A segurança jurídica é um conceito que vai além da teoria; ela representa a confiança de investidores de que as regras vigentes no momento do investimento se manterão durante a execução dos projetos. A falta dessa segurança pode levar a um aumento no risco percebido pelos investidores, resultando em projetos adiados e um aumento no que se denomina Custo Brasil.
A autonomia técnica e decisória das agências reguladoras foi consagrada pela Lei 13.848/2019, e o Supremo Tribunal Federal, ao julgar a Ação Direta de Inconstitucionalidade (ADI) 4.874, reforçou a importância de que as decisões dos reguladores, quando tomadas dentro de sua competência técnica, sejam respeitadas por outros poderes, exceto em casos de ilegalidade manifesta.
Quando essa estrutura institucional é desrespeitada, as consequências não afetam apenas uma única empresa ou setor, mas sim todo o país. Um exemplo emblemático é o leilão do Tecon Santos 10, considerado a maior concessão portuária da história recente do Brasil. O Porto de Santos é crucial para a movimentação de contêineres, respondendo por cerca de 30% do total no país e já operando próximo ao limite de sua capacidade.

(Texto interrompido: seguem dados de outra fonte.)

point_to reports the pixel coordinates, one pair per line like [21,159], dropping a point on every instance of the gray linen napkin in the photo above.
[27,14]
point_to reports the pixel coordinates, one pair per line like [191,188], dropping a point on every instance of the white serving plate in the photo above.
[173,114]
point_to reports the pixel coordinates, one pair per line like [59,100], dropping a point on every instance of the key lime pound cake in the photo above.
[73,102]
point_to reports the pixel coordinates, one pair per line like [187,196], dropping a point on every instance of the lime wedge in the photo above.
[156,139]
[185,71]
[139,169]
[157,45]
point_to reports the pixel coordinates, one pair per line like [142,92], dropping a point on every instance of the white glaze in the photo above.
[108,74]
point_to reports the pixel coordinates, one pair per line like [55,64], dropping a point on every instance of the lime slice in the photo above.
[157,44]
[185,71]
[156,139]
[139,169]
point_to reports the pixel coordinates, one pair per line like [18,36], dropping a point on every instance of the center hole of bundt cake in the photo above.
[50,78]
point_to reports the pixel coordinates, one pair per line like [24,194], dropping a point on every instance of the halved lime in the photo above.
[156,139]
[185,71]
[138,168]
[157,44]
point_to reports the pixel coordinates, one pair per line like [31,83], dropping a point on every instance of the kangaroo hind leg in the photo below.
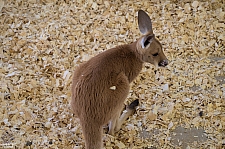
[93,135]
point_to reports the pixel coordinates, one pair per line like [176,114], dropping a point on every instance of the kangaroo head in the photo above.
[148,46]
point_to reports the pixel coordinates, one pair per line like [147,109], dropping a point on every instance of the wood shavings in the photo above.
[41,43]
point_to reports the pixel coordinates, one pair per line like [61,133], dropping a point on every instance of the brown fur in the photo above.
[101,85]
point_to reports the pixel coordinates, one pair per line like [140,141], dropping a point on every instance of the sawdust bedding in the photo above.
[43,40]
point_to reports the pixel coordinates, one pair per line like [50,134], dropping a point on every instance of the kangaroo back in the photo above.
[101,85]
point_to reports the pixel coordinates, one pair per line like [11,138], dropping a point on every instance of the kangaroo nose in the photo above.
[163,63]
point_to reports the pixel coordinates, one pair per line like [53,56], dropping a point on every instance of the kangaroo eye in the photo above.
[156,54]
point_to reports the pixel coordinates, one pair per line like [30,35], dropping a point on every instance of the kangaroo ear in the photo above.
[147,40]
[144,22]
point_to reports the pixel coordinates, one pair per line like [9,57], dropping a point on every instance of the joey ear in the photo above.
[144,22]
[147,40]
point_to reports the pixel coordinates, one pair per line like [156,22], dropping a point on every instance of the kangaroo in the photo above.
[101,85]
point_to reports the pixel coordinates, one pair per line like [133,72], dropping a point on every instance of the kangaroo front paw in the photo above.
[133,104]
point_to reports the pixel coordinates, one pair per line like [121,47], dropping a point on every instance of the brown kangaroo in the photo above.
[101,85]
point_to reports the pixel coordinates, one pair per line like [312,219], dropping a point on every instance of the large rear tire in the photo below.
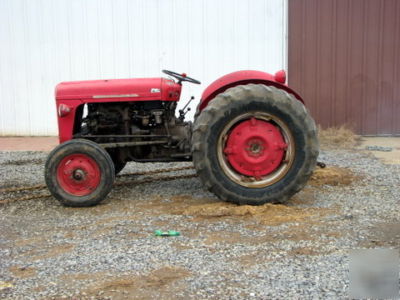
[79,173]
[254,144]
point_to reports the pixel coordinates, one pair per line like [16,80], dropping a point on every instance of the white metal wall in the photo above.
[43,42]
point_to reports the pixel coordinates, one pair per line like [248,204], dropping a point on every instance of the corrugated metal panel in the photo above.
[344,60]
[43,42]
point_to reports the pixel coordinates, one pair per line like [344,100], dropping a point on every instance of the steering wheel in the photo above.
[181,77]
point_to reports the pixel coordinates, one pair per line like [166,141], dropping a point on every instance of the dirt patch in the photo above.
[338,137]
[267,214]
[159,283]
[332,176]
[304,251]
[251,259]
[52,252]
[383,235]
[23,272]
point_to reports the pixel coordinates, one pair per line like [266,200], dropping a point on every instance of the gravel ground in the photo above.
[294,251]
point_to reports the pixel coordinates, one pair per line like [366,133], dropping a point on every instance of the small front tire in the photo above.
[79,173]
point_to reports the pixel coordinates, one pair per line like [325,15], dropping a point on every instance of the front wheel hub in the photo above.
[255,148]
[78,174]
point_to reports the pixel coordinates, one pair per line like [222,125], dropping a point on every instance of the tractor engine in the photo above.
[137,131]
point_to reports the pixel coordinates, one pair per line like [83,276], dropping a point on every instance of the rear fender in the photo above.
[245,77]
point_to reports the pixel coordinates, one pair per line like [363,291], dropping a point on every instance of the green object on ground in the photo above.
[166,233]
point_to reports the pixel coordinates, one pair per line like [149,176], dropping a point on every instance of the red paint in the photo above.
[78,174]
[74,93]
[63,110]
[137,89]
[255,148]
[239,78]
[280,76]
[66,123]
[70,95]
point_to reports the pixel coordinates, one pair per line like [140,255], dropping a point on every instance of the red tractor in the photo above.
[252,140]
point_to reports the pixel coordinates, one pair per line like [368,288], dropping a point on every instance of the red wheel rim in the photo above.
[78,174]
[255,148]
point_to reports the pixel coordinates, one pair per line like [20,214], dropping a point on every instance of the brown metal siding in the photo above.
[344,61]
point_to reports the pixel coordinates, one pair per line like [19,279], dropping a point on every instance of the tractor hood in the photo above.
[136,89]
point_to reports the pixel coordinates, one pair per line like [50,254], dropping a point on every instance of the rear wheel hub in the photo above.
[255,148]
[78,174]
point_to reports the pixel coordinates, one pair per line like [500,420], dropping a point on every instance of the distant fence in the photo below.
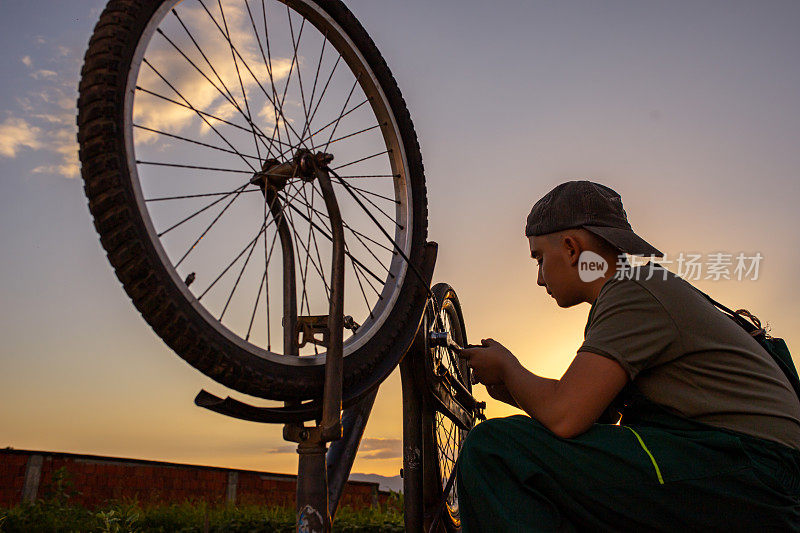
[27,475]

A Agência Nacional de Transportes Aquaviários (Antaq) desenvolveu um modelo de leilão em duas fases, visando aumentar a competição no Porto de Santos e evitar a concentração excessiva de mercado. Essa decisão foi resultado de anos de estudos, audiências públicas e análises de impacto concorrencial, sendo aprovada pelo Tribunal de Contas da União (TCU).
As duas sócias do Brasil Terminal Portuário (BTP), com o intuito de garantir a participação no leilão do Tecon 10, acordaram que uma delas assumirá totalmente o terminal atual caso a outra vença o novo empreendimento. Essa estratégia demonstra um esforço para preservar a competitividade no setor.